# PageRank Project
## Zach Chase

In [3]:
import csv
import numpy as np

Many real-world systems can be represented as graphs (networks). These systems range from the internet, transportation grids, social media, and more. The PageRank algorithm was developed by Larry Page and Sergey Brin at Stanford University in 1996 to rank notes in a graph by importance, and thus create a ranking system most famously used by Google to rank web pages in their search engine history.

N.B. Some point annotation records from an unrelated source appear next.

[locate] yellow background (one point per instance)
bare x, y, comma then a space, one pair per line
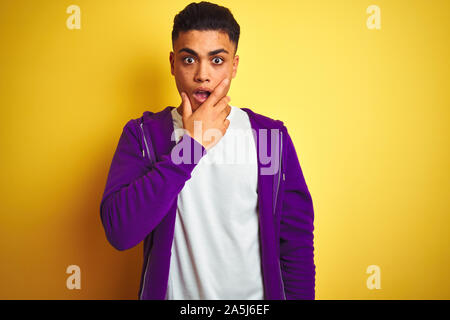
368, 111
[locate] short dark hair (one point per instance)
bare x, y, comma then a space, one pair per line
206, 16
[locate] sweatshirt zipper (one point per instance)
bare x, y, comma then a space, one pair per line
275, 207
148, 258
279, 174
145, 141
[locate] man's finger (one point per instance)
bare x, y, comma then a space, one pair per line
217, 93
187, 108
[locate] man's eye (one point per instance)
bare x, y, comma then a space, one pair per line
186, 59
218, 58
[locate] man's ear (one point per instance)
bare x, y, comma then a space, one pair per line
235, 65
171, 59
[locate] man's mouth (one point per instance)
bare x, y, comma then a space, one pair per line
201, 95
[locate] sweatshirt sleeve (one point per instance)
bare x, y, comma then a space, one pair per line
138, 196
296, 231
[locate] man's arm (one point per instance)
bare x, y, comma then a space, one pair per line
296, 231
137, 197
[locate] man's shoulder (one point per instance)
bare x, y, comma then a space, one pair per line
263, 120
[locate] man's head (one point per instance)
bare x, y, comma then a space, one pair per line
205, 38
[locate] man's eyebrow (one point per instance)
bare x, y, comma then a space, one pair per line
211, 53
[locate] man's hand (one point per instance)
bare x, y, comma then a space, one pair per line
211, 114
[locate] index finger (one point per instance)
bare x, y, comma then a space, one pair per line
218, 93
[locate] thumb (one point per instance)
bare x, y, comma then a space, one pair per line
187, 108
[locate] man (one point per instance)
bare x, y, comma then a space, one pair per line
212, 228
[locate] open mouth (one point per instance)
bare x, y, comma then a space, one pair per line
201, 95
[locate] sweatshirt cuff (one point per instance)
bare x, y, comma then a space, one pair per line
188, 151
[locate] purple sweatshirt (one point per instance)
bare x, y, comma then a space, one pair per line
140, 201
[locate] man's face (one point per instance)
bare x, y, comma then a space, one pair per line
202, 59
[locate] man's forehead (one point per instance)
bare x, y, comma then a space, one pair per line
203, 39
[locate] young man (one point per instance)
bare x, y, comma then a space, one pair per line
213, 228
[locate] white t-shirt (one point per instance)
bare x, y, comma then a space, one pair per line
215, 250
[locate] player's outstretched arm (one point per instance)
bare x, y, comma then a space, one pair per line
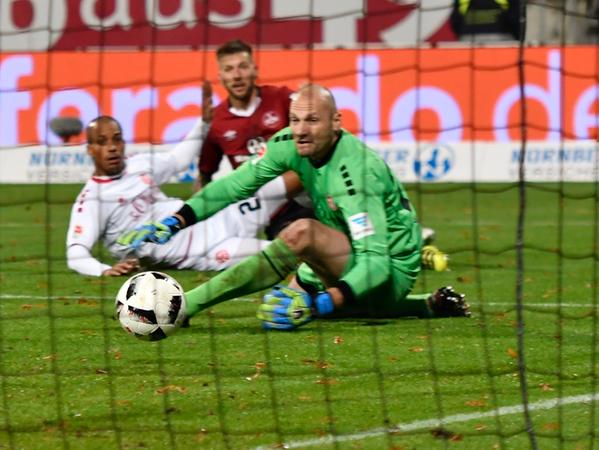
156, 232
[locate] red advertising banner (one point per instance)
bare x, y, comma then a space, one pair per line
28, 25
443, 95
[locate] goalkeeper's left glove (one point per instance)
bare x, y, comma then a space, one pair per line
157, 232
285, 308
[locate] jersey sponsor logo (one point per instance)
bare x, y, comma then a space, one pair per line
270, 119
222, 256
331, 203
360, 226
229, 135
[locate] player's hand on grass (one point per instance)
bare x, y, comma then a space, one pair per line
124, 267
156, 232
285, 308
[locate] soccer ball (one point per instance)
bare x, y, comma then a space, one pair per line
150, 305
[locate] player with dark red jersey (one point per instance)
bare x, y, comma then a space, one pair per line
244, 121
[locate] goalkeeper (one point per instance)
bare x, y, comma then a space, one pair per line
362, 255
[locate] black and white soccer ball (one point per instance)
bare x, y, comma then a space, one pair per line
150, 305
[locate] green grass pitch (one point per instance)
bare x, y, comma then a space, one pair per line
71, 378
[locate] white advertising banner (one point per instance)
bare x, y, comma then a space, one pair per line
411, 162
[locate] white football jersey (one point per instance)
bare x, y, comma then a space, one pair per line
109, 206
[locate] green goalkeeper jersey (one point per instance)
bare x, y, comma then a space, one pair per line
353, 191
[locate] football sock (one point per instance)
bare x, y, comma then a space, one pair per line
253, 274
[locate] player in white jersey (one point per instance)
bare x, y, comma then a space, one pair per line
124, 193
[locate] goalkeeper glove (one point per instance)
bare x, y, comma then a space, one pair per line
157, 232
285, 308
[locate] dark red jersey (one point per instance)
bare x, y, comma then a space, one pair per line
241, 137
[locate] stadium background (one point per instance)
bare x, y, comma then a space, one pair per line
408, 86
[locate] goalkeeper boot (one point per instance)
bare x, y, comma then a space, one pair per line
428, 235
445, 302
433, 259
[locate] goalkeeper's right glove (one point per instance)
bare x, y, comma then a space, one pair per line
285, 308
157, 232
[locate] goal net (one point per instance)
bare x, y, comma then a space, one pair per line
494, 134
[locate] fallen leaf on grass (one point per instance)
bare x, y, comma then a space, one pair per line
328, 381
316, 363
259, 366
442, 433
476, 403
171, 388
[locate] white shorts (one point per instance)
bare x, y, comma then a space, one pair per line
228, 236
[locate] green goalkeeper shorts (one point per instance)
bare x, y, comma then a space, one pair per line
387, 298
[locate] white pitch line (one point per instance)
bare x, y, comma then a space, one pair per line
434, 423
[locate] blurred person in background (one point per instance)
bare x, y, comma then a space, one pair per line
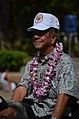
7, 84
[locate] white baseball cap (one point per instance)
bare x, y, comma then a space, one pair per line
44, 21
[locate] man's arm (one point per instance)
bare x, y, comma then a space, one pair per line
60, 105
18, 95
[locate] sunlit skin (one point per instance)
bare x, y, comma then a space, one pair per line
42, 42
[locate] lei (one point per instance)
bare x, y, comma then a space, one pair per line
40, 90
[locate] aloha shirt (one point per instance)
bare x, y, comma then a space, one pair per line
65, 81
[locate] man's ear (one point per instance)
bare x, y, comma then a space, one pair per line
53, 39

This project I will implement the PageRank algorithm and use it to rank the nodes of networks.

## Create Class for PageRank Algorithm

An Adjacency Matrix (A) represents a directed graph which satisfies $A_{ij} = 1$ if node j links to node i and $A_{ij} = 0$ otherwise. The figure below shows the adjacency matrix for the image on the left.

![Screen%20Shot%202021-12-18%20at%206.51.28%20PM.png](attachment:Screen%20Shot%202021-12-18%20at%206.51.28%20PM.png)

This model can be a potential model for a collection of webpages, where each may have a hyperlink to any other page. Note that each node represents a webpage and each edge represents a hyperlink. To prepare for a proper implementation of the PageRank algorithm, we must first avoid sinks by modifying each one so that the each sink has an edge added to every node in the graph. This means users on a page with no links can start over by selecting a random webpage. The example below demonstrates this situation.

![Screen%20Shot%202021-12-18%20at%206.47.51%20PM.png](attachment:Screen%20Shot%202021-12-18%20at%206.47.51%20PM.png)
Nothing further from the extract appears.